Practical Applications
Immediate Applications
The following items can be deployed now to improve evaluation, safety, and day-to-day use of code LLMs by exploiting the paper’s findings on identifier leakage, semantics-preserving obfuscation, and pre/post-obfuscation deltas.
Industry and DevTools
- ClassEval-Obf–backed model evaluation and selection (software, AI/devtools)
- Use ClassEval-Obf and the paper’s obfuscation harness to add a “Name-Robustness Score” (Δ pre/post obfuscation) in CI/CD for candidate models and model updates.
- Workflow: nightly or pre-release eval job runs benchmarks on original vs obfuscated code and gates promotion if Δ exceeds a threshold.
- Dependencies: semantics-preserving renamers for target languages; unit tests or IO oracles to verify invariance; compute budget for dual runs.
- IDE extension for “Identifier Randomizer” and “Prompt Hardening” (software, security/privacy)
- One-click toggle to obfuscate identifiers before sending code to cloud LLMs, and to locally test whether the assistant’s suggestions/summaries degrade under obfuscation.
- Tools: VS Code/IntelliJ plugins that implement alpha-renaming and “misleading/cross-domain” variants.
- Dependencies: capture-avoiding renaming (no collisions), reversible mapping for developer readability, safeguards for reflection/metaprogramming.
- Procurement rubric for LLMs with pre/post-obfuscation reporting (software procurement, enterprise IT)
- Require vendors to report: (i) Δ on execution tasks, (ii) Δ on summarization tasks, (iii) memorization stress-test results with input augmentation.
- Outputs: standardized “robustness appendix” in RFP responses; internal scorecards.
- Assumptions: vendor cooperation; reproducible harness; agreed thresholds per task.
- Training data curation to reduce IP leakage and shortcut learning (software, privacy/compliance)
- Preprocess internal corpora with semantics-preserving obfuscation to de-emphasize name cues and lower leakage risk when fine-tuning in-house models.
- Workflow: data pipeline stage “name scrubber” before training; spot-check with execution tests.
- Dependencies: acceptance of potential accuracy trade-offs on intent-heavy tasks; legal review for data transformations.
- Execution-prediction QA with input augmentation and obfuscation (CI/testing)
- Add a test suite that (a) generates new inputs for existing tasks and (b) runs original vs obfuscated code to detect memorization and brittle reasoning.

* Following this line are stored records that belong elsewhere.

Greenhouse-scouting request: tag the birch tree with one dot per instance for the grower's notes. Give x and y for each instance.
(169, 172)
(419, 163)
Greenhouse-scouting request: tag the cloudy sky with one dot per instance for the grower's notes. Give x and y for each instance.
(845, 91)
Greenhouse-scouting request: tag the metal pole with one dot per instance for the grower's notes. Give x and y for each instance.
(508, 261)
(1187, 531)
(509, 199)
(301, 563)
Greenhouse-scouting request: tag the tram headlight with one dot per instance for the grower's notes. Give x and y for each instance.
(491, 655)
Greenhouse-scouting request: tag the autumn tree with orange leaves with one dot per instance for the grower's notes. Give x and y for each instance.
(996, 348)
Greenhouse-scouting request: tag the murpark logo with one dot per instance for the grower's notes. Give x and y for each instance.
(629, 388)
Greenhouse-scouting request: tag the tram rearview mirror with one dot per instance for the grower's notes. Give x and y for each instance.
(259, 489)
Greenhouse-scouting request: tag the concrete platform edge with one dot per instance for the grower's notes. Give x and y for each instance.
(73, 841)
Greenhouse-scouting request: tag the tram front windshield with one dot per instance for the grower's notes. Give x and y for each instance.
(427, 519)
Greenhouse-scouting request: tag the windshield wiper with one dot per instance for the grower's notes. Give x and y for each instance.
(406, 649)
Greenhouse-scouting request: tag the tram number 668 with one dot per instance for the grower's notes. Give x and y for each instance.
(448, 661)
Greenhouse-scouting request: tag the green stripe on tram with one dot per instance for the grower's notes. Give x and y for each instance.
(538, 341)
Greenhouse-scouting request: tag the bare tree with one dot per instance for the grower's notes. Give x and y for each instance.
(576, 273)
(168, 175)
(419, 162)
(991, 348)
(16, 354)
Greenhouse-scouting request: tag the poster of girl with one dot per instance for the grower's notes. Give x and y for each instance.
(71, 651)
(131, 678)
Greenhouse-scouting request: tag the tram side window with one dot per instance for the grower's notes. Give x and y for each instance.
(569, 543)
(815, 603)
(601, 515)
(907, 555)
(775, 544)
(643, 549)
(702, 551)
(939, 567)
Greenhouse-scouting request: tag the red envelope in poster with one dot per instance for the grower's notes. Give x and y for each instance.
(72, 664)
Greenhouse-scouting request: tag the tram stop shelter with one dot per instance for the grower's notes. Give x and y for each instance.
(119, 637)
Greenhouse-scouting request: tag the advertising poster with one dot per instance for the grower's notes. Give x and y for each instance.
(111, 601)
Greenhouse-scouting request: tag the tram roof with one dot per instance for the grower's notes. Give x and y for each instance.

- Metrics: “semantic fidelity” (success under novel inputs) and “memorization hits” (old-output reproduction rate).
- Dependencies: correct oracles for augmented inputs; filtering of small-output-domain items to reduce chance matches.
- Code review bot for “name-sensitivity” and “line-by-line degeneration” (software quality, DevEx)
- Bot flags summaries that regress to narration under obfuscation, signaling weak intent inference; suggests structure-aware prompts or tests.
- Tools: LLM-as-a-judge rubric from the paper; side-by-side summary comparison.
- Dependencies: consistent eval prompts; guardrails to avoid false positives.
Academia and Research
- Benchmark adoption and reporting protocol (SE, ML/NLP)
- Adopt ClassEval-Obf as a default companion to execution and summarization benchmarks; publish pre/post-obfuscation deltas and uncertainty intervals.
- Use the obfuscation suite to study identifier leakage across tasks and languages.
- Dependencies: dataset licensing; multi-language obfuscators.
- Course labs on “two-channel code understanding” (education)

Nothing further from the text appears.